I considered lying, but opted for the truth, which had been my default modus operandi as a father.
“Yes, they could hit us from there, but they’re firing away from our location.”
“I wish you would have lied,” she said.
“We’ll be okay,” I said. Now I was sort of lying. I couldn’t guarantee any such thing.
“I found one!” my wife called from down at the bottom of the draw.
It wasn’t the perfect Christmas tree, but it would do. I cut it down with the saw and threw it over my shoulder.
“Do you need help?” my wife asked.
“No,” I said. The tree was heavy over my shoulder but the majority of its weight had settled comfortably between my shoulder blades. “Just lead the way back up to the truck.”
The gunfire intensified as we plodded uphill toward the truck. The draw sounded like a war zone.

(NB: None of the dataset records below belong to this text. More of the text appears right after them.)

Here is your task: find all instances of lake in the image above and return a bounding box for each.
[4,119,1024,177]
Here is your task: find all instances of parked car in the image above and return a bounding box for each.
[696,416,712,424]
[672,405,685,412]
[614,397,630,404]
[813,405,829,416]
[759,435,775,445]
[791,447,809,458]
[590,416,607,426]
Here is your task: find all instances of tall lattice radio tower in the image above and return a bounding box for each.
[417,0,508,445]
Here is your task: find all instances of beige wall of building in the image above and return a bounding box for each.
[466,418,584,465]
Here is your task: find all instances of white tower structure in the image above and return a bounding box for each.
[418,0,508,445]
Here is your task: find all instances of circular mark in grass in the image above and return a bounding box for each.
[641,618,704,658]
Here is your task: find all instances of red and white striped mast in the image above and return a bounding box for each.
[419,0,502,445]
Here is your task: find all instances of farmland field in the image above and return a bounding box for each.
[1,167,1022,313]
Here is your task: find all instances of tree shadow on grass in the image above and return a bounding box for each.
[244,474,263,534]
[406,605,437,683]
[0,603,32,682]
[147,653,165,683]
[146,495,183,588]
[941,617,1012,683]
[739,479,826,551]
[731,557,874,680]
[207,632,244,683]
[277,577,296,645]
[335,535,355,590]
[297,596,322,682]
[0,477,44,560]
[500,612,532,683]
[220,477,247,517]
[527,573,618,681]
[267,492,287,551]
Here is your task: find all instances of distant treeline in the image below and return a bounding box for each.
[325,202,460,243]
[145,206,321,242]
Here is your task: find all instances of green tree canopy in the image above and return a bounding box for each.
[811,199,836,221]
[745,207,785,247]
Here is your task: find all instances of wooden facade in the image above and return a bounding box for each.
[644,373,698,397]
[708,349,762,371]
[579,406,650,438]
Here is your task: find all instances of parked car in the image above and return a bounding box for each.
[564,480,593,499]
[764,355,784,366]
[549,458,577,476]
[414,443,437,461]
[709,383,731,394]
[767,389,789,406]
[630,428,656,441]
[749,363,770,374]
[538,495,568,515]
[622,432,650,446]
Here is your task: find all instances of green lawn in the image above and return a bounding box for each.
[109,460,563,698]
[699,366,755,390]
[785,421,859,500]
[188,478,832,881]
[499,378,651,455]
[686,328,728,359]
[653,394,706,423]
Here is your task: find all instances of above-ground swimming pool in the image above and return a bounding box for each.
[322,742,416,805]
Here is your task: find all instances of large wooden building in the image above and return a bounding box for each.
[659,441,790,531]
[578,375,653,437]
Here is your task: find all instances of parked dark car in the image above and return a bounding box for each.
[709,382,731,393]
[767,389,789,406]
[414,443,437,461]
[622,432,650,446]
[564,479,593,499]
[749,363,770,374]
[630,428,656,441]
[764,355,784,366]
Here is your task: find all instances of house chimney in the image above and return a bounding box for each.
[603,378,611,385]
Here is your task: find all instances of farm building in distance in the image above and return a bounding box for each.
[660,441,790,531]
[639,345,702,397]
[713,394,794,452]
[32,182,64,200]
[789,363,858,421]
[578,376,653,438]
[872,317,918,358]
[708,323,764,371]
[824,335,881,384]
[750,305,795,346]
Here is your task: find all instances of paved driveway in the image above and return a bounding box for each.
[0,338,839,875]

I felt at peace climbing uphill with the heavy weight on back and the sound of gunfire echoing in the air.
The gunfire became muffled background noise and all I could hear was my breathing and feel the ground beneath each step.
Then there was a loud cannon-like boom. Were they firing a bazooka now?
I took another step. The scene felt familiar and as I slipped deeper into the deja vu, a voice inside my head, my voice but different somehow, said:
“Hang on Bob, we’re almost to the helicopter.”
We were close, real close, and everything was going to be okay.
I reached the top of the hill and threw the tree into the bed of the pickup truck. The gunfire had ceased and the forest, darkening now in the failing light of late afternoon, was silent again.